During Vesak Poya, many social organizations and well-off individuals set up colorful decorations and propped-up murals (Pandals) depicting religious stories, drawing thousands of people to the streets. Following the Buddhist tradition of free giving to accumulate good karma, many businesses and youth groups give away free food and beverages to the passers-by. The war-weary military of Batticaloa, mainly Sinhalese Buddhists, probably wanted to surprise the Hindu Tamils, the dominant ethnic group in the area, with this altruist tradition.
any other day, the military would have confiscated my camera and jailed me
for attempting to photograph security installations.
A simple baggage search at check-points can turn into a major
hassle if the military officer cannot easily read identification papers,
or if he is merely having a bad day.
On the way to Ampara, I became exasperated at their efforts to make
me pull out every piece of clothing from my bags at the barricades, set up
mostly every 10 miles. My
slide projector contributed to the problem too, as I had wrapped it in a
blanket to cushion it from the jolts when the bus rocketed over huge holes
in the road. Noticing the
curious-looking gadget, the military wanted to check whatever else lay
hiding in my luggage.
Such whole-hearted generosity began to suffer as the ethnic conflict
escalated. Around then, some
peasant villagers in the central hills forced me and my colleagues to
march to the community center. Only
after establishing the identity of a mutual acquaintance would they boil
the rice and dust-off the makeshift beds.

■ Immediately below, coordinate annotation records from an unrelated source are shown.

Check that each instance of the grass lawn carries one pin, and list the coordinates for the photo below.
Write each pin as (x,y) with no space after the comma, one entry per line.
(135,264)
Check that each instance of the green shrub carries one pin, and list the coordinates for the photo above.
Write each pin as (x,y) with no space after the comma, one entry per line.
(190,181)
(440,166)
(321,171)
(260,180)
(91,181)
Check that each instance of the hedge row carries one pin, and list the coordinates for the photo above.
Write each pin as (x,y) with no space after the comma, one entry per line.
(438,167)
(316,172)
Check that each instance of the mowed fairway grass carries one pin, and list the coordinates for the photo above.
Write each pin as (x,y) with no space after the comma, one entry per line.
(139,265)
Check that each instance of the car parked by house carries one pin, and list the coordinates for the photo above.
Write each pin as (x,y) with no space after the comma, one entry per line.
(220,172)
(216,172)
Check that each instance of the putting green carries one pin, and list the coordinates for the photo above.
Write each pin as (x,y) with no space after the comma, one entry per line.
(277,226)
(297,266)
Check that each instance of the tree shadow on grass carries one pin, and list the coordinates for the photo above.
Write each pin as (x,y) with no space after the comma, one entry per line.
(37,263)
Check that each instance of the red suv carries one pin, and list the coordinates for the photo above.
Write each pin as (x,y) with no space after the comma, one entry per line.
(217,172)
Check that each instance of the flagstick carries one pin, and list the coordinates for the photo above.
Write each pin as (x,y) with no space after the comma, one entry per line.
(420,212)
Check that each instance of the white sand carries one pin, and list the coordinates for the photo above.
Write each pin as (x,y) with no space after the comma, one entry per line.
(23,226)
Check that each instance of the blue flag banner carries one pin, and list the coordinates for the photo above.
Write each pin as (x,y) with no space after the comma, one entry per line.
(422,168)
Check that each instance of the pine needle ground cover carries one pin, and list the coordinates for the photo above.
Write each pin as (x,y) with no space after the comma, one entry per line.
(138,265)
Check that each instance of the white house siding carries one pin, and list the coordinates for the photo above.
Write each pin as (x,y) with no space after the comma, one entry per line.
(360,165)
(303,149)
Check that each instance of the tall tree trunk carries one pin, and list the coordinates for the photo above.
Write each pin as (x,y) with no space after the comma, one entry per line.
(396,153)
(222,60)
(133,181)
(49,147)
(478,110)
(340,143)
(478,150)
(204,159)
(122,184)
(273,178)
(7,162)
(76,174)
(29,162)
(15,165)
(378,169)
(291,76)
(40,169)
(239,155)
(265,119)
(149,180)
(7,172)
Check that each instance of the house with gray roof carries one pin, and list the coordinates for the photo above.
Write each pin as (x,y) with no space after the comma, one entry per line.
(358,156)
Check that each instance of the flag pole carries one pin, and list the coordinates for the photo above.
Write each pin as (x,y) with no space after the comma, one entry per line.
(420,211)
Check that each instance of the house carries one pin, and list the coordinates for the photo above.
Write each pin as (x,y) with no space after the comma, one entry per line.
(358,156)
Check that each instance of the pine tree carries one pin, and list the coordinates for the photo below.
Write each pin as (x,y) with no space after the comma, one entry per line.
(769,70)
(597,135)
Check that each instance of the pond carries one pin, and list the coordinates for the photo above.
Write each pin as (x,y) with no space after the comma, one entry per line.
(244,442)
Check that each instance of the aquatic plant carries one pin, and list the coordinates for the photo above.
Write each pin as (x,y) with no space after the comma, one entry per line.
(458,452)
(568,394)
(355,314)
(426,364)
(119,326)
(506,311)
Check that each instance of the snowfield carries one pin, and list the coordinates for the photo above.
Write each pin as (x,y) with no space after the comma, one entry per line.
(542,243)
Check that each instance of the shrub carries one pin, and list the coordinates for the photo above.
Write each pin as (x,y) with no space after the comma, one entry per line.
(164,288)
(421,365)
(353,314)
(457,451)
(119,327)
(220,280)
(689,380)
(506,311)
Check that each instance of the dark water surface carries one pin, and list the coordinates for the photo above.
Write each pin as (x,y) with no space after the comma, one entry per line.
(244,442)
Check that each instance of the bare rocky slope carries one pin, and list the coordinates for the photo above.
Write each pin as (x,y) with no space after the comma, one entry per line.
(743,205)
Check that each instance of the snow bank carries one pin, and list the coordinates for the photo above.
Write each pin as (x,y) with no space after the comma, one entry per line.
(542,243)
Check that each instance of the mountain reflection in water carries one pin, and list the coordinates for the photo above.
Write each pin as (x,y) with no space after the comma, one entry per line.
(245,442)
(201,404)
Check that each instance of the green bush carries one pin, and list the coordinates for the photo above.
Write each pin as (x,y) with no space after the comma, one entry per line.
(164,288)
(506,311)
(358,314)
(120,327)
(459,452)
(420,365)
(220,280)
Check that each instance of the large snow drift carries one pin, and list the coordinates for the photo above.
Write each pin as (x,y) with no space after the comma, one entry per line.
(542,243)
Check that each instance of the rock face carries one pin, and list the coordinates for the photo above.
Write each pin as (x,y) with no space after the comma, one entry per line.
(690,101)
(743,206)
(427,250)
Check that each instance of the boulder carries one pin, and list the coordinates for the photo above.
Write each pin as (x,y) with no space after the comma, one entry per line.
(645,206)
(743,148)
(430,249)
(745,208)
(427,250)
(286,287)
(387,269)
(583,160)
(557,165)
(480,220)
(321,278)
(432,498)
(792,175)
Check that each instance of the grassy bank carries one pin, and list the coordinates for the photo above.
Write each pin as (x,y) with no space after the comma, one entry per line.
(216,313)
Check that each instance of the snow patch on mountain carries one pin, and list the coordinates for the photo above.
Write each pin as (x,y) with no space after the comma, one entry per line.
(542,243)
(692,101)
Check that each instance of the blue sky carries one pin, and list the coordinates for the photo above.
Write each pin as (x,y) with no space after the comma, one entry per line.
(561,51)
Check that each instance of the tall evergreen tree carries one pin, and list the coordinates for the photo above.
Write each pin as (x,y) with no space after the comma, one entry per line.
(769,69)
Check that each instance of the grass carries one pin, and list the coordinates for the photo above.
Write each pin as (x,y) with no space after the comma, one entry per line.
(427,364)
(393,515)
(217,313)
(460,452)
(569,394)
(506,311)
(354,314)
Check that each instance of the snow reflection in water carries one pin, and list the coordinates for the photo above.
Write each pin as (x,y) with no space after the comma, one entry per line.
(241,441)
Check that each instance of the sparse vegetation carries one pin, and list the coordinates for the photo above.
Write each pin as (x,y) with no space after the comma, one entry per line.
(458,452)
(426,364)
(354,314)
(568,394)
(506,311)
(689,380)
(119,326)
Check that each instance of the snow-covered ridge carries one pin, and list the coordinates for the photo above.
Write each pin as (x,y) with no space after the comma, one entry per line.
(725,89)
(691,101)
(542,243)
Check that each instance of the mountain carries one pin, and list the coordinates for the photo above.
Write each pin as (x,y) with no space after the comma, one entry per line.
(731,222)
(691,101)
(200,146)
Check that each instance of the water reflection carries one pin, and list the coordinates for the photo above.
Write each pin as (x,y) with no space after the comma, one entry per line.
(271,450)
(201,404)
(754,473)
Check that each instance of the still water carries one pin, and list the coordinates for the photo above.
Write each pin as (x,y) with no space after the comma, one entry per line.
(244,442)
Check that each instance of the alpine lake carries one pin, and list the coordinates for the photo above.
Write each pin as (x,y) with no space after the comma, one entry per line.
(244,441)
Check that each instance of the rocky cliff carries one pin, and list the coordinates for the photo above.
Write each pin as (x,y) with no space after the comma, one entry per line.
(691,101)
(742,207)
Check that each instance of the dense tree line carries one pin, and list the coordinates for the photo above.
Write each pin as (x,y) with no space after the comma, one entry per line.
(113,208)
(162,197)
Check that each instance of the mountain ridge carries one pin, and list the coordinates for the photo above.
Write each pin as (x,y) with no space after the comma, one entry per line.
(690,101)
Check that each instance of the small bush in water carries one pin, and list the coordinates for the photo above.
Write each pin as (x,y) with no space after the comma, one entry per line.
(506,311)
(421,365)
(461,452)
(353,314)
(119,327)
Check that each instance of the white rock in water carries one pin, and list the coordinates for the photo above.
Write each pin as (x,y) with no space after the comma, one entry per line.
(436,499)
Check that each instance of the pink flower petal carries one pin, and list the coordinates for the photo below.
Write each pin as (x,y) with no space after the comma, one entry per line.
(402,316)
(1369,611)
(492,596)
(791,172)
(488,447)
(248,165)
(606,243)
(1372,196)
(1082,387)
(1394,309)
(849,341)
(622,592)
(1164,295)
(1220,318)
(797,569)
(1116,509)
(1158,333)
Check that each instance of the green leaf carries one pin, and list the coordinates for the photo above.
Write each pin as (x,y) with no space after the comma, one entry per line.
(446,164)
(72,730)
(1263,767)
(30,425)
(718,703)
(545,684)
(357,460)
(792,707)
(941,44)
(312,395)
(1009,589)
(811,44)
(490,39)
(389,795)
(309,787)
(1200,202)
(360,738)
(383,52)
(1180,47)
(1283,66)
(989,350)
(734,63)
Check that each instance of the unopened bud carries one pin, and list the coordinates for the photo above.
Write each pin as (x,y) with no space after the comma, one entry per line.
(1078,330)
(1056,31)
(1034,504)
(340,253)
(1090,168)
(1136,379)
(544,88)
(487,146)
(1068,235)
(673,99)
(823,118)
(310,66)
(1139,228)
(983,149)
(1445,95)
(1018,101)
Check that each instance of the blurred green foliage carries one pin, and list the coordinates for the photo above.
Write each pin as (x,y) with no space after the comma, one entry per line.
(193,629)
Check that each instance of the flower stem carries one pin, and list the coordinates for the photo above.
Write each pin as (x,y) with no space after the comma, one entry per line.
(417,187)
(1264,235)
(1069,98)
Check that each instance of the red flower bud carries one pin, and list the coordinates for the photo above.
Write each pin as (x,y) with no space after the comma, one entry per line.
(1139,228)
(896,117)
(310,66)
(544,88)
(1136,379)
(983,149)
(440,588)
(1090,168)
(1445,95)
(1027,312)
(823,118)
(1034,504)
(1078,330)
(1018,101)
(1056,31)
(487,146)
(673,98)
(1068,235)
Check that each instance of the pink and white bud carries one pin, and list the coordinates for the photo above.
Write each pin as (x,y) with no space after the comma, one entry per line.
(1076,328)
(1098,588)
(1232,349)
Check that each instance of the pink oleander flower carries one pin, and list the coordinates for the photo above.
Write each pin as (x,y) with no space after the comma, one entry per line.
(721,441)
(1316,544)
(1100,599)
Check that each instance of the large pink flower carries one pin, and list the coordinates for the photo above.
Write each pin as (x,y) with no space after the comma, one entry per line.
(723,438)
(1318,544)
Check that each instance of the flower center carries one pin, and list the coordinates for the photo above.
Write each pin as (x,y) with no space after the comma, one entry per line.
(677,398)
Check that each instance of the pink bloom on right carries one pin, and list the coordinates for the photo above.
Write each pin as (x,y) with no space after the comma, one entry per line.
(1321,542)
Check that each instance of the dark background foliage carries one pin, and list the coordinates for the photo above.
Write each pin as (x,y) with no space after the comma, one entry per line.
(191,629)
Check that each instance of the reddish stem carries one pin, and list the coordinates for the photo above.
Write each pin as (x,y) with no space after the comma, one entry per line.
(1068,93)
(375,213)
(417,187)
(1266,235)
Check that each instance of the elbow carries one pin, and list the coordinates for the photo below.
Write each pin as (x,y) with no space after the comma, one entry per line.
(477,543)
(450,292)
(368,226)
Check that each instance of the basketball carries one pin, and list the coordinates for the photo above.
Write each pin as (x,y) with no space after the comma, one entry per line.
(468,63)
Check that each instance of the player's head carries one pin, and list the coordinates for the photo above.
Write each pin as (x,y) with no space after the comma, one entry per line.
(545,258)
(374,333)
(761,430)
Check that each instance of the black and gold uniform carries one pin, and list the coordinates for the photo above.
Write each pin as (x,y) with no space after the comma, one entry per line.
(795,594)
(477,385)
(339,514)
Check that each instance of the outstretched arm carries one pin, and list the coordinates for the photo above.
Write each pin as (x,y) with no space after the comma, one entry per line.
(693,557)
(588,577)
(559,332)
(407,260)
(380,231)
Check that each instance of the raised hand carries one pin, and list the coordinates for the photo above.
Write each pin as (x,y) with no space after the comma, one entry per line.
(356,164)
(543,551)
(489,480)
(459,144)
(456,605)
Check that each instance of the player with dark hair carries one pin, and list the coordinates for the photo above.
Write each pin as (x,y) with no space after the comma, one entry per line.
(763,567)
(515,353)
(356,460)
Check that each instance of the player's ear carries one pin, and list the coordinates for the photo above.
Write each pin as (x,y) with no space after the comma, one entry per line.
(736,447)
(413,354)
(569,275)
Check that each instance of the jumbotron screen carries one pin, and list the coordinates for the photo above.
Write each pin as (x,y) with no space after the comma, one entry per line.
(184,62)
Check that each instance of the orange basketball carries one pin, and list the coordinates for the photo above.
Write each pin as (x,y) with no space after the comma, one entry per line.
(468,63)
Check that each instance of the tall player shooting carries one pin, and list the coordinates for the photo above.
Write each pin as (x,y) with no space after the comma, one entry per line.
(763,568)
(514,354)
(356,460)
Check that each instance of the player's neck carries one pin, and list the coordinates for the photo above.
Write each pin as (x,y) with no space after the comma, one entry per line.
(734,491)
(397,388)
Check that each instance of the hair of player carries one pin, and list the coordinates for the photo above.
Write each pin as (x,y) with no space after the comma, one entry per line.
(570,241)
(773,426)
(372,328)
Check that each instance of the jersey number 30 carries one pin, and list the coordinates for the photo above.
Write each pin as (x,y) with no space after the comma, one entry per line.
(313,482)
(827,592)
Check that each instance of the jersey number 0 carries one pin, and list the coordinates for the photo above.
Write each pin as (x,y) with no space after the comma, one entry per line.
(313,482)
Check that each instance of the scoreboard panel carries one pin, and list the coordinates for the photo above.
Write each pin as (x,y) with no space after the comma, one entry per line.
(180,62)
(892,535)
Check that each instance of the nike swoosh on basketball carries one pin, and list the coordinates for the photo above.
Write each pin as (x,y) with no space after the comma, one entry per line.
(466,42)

In 1990, soon after the bloodiest youth uprising in southern Sri
Lanka, I made a short-hop home after 5-years abroad and tried in vain to
learn why the South had exploded. These
Southerners, who in the past would lay out their philosophy of life on a
bus, in a coffee shop or even under a coconut tree, had their mouths under
lock and key: shell-shocked.
Later, while visiting a friend in the US, I cringed listening to his
mother, who had just arrived from Sri Lanka, describing dry-eyed the
beating death of a close relative, supposedly linked to the southern
uprising. The “death
squad” had pulled him away from his wailing wife and son, exploded his
head with a stick and then dragged the unconscious man away to further
mutilate his body. Hearing the story exactly as it happened, a cold shock ran
down my spine, but telling it so seemed to help cleanse her mind.
During the recent trip home in 1999, I noticed that the culture of violence had exploded island-wide. The proliferation of arms and the presence of thousands of military and paramilitary fugitives, combined with high unemployment, harsh economic pressures, and the roiling vengeance had created a market ripe for cheap, trigger-happy mercenaries. Those without the will to take revenge on others turn it back upon themselves. Sri Lanka has recently registered the highest suicide rate in the world --a symptom of the rapid devaluation of human life.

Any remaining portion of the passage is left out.